Islam requires modesty of behavior and dress in all followers. Observant women cover their heads, arms, and legs in public or around men. Wearing a hijab is a constant reminder of her commitment to respect herself and others, Sarah says, and it encourages her to adhere to Muslim principles of charity and obedience. "You always have to have God in your mind, no matter what you're doing," she says. "Every action should please him."

This by no means implies her behavior is completely circumscribed. "You want to set a modest, respectful example, but you have to be yourself," she says. That means coordinating her outfits with stylish hijabs and occasionally falling asleep in math class. "You're still a teenager. You like sports and music, just like everyone else."

So far, wearing the hijab hasn't subjected her to overt harassment. In this regard, she may well be the beneficiary of Muslim women before her. Sarah's friend, Fatima Shahzad, a 19-year-old who started covering her head in seventh grade, says the practice has gotten easier as it's become more commonplace. Standing in line for a movie, Fatima was once told, "You know, honey, you're an American. You can take that thing off now."

Sarah says she often does feel conspicuous: "People are always waiting to see what you'll do and hear what you'll say." In a convenience store recently, she recalls, the server "started speaking very slowly. She pointed out the cups, 'Small. Medium. Large.' When I finally talked, she seemed shocked that I knew English." Then there was the couple at Uno's who stared openly at Sarah and her hijabi friends throughout their meal.

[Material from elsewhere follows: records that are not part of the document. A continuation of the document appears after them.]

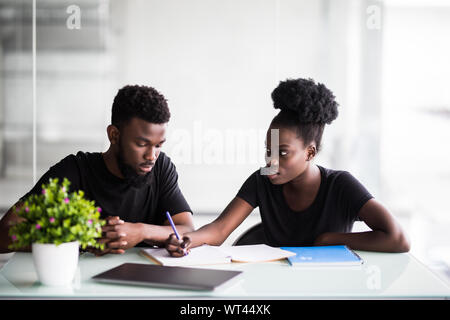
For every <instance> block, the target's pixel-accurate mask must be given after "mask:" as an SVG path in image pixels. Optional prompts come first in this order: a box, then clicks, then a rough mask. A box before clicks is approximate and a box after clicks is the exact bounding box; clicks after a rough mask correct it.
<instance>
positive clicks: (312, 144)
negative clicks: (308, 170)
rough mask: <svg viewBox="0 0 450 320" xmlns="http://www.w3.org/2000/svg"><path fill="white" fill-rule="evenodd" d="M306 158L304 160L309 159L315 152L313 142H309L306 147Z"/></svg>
mask: <svg viewBox="0 0 450 320" xmlns="http://www.w3.org/2000/svg"><path fill="white" fill-rule="evenodd" d="M306 154H307V158H306V161H311V160H312V159H314V157H315V156H316V154H317V149H316V146H315V145H314V144H310V145H309V146H308V148H307V149H306Z"/></svg>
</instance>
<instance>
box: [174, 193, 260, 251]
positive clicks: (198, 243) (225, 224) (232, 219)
mask: <svg viewBox="0 0 450 320" xmlns="http://www.w3.org/2000/svg"><path fill="white" fill-rule="evenodd" d="M252 211H253V207H252V206H251V205H250V204H248V203H247V202H246V201H244V200H242V199H241V198H239V197H235V198H234V199H233V200H231V202H230V203H229V204H228V206H227V207H226V208H225V210H224V211H223V212H222V213H221V214H220V216H219V217H217V219H215V220H214V221H213V222H211V223H209V224H207V225H204V226H203V227H201V228H200V229H198V230H197V231H193V232H188V233H185V234H183V235H182V238H183V240H177V239H176V238H175V237H174V236H171V237H169V238H168V239H167V242H166V249H167V250H168V251H169V253H170V254H171V255H173V256H182V255H184V250H188V249H189V248H193V247H198V246H200V245H202V244H209V245H214V246H219V245H221V244H222V243H223V242H224V241H225V240H226V239H227V238H228V236H229V235H230V234H231V232H233V231H234V230H235V229H236V228H237V227H238V226H239V225H240V224H241V223H242V221H244V220H245V218H247V217H248V215H249V214H250V213H251V212H252ZM183 249H184V250H183Z"/></svg>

Sarah has non-Muslim friends, she says, but it's on a more casual level. "You always reach that boundary you know you won't cross. There's no guys, no drinking, no partying. Sometimes I feel it when I'm at school walking through the halls. Most kids my age just try to fit in. I guess you have to have a kind of strength to wake up every day and go to school with the acceptance that you're different."

If all this seems a lot to shoulder, sometimes it is. A few months after Sarah started wearing a hijab, she was out shopping when a certain outfit caught her eye. "Jeans and a tank top," she recalls. "It was really cute. I started thinking how good it would look with a necklace and earrings, and if I could do my hair like everyone else."

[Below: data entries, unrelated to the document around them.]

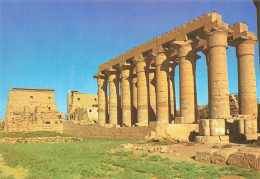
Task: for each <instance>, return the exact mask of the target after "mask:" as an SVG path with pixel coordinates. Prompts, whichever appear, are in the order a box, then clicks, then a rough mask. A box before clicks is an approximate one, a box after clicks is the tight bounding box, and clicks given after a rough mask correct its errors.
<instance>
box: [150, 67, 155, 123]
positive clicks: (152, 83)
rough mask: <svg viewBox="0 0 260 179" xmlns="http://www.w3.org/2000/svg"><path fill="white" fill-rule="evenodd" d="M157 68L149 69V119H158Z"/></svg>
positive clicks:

This strain may be why Sarah answers, "Home with my family," when asked where she feels most comfortable. She's close to her six siblings and her parents, who are divorced. Her relationship with her mother seems especially tight: "I've always been a kid who had a lot of dreams. My mom cares about every single one of them."

***

The following week, Sarah hears from Boston University. A friend calls to say the decisions are available by e-mail, and Sarah rushes to log on. She hasn't been accepted. She cancels a workout with a friend and stays home with her mom.

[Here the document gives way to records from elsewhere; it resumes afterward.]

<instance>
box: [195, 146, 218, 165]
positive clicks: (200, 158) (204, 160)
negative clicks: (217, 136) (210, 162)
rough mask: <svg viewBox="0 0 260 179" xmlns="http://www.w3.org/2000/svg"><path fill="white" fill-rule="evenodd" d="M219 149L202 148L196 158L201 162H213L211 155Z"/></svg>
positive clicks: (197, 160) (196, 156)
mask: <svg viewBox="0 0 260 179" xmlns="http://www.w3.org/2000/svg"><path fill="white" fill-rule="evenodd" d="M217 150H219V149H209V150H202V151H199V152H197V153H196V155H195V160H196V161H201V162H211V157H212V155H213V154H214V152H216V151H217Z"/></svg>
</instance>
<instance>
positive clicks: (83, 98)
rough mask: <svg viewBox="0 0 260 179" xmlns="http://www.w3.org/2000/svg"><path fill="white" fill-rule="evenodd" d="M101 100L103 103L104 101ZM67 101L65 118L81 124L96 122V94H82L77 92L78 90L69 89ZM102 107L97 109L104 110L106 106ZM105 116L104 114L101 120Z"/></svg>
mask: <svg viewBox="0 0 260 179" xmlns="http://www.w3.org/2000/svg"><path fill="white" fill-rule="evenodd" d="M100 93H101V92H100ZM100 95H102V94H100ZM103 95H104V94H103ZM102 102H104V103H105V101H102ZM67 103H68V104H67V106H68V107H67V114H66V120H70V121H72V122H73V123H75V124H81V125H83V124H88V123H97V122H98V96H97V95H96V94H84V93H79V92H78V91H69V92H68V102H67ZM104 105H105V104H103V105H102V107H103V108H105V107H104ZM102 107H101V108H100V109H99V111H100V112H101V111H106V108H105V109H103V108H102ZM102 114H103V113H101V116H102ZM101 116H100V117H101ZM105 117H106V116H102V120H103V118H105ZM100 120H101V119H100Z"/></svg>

Two days later at school she has regained her equilibrium, extolling the virtues of UMass Boston, where she was already accepted: its array of courses and proximity to the ocean. "Plus," she adds, "I'll save a lot of money." She's thinking of majoring in education, in spite of her father's hopes: "All my life he wanted me to be a doctor ... or a lawyer. It's true I love to argue. I used to argue with him until I won."

The bell signals the start of her electronic music class. Sarah pulls headphones from her backpack and puts them on over her hijab. Intently, she plunks at her keyboard, inserting a blues melody into a song she's composing on her computer. She's one of three girls in a class of 16. In her long white skirt, pink shirt, and gauzy, rose-colored hijab, she does indeed stand out.

Her long-term goal, Sarah says later over a drink at Starbucks, is to finish college, find a career, and marry young. She wants seven children, like her mother and both of her grandmothers. "My [older] sister is the exact opposite. She's not anxious to get married. It's not part of her plan. For me, it is definitely part of the plan."

In all her faithfulness, Sarah is a committed Muslim. She is also, in her autonomy and ambition, and in the premium she places on her freedom of expression, a thoroughly American teenager, intent on becoming herself.